References in this Quarterly Report to “we,” “us,” the “Company,” and “AOL” refer to AOL Inc., a Delaware corporation.
The Cautionary Statement by AOL is a warning to its investors of things that may be problematic. Their financial statements show costs increasing and revenue decreasing. With $338 million in cash, Bloomberg states, the company may be bought for about $500-600 million. The strategy of AOL was to get companies with increasing ad revenue to take the place of their dial up business. The Huffington Post was supposed to give them a bigger anchor into these businesses yet their ad revenue increases have not materialized. Credit: Bloomberg News AUGUST 2011
If AOL were to be taken over by a private equities firm the equity firm would likely sell off units that would have value and singularly could make a profit, keep some profitable units, and close down nonprofitable units. That leads to the question of how will the Patch.com fair? The Patch.com is losing lots of money operating in 23 states, with over 800 local “Patches”. Their operating costs are much higher than their ad revenues ($160 Million expenses verses maybe $25million in ad revenue). Average monthly Patch.com ad revenue is only about $2,500 per Patch. Would it be sold or would it be closed?
On Glassdoor.com, a site where reviews on companies are by the respective companies employee’s, one Virgina Employee stated “Always in fear that the company is going to go under one day. I believe in our mission and our goals, but it’s continually not reflected in the numbers.” A marketing manager stated “No money in the place at all”. In a lot of the reviews employees claim they have a fear of layoffs and salary cuts.
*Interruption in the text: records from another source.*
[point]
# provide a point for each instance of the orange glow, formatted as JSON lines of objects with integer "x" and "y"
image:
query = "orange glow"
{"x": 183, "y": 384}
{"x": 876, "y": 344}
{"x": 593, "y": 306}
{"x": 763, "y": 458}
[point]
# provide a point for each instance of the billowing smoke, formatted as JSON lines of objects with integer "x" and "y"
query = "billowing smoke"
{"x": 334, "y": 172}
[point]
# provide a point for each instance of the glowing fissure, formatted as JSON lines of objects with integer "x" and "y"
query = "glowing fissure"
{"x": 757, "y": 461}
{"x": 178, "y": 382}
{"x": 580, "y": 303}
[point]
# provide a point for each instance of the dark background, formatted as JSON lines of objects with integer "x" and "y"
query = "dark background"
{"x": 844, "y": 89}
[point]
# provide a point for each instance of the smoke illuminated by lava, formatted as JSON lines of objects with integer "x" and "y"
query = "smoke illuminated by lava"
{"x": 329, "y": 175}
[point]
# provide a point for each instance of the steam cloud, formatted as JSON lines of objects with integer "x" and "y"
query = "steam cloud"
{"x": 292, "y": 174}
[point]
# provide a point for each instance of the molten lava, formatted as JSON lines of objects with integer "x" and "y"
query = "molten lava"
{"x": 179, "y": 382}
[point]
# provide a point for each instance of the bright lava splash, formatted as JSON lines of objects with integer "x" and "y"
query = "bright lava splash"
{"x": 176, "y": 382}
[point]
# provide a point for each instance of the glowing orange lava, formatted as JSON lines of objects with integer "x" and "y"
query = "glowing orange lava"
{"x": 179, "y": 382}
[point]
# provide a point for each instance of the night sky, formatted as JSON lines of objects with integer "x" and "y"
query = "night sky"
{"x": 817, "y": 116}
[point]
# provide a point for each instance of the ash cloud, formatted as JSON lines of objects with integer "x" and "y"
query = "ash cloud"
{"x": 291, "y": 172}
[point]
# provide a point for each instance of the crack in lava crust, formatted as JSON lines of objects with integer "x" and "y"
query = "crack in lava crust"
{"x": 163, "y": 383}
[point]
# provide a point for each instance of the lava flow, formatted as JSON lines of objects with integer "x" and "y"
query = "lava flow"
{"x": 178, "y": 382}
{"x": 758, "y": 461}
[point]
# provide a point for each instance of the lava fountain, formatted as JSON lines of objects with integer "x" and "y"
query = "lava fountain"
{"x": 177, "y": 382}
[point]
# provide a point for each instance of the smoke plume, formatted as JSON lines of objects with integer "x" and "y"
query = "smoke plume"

From the Business Insider: “AOL knows a $130 million loss on Patch is not a number that will make its remaining investors happy. So, it probably wants to come up with something it can tell them to keep them from pushing the stock even lower.” and “Because Patch’s traffic is so tiny, we have always assumed that its revenues are too. So have AOL’s investors, many of whom dumped the stock after Armstrong refused to talk about Patch revenues during AOL’s last earnings call.” He says that Patch sales people are able to look at a Salesforce.com interface and see a revenue number for each of Patch’s 840 towns. He says: “I can tell you they were doing around $2 million per month in total revenue and there are national partnerships that don’t show up in that number so I am guesstimating they will clear $25 million this year in revenue.”” These numbers show that the patch is spending $160 million in expenses per year and that loss will allow them to burn through operating cash flows about another 12-14 months before AOL may have to declare bankruptcy, especially with the loses in their other divisions.
This may be why Scott Colontonio’s (Director of Sales) departure comes a month after AOL’s Senior Vice President of local sales Mike DeLuca left the company.
We have noticed that the posts and stories from other local Patch towns are getting more and more intermingled with our local Patchs’ posts and stories, maybe the consolidation process is starting. AOL has started to ask editors to do ad sales in some areas. This gives them even less time to write articles never mind writing any investigative articles.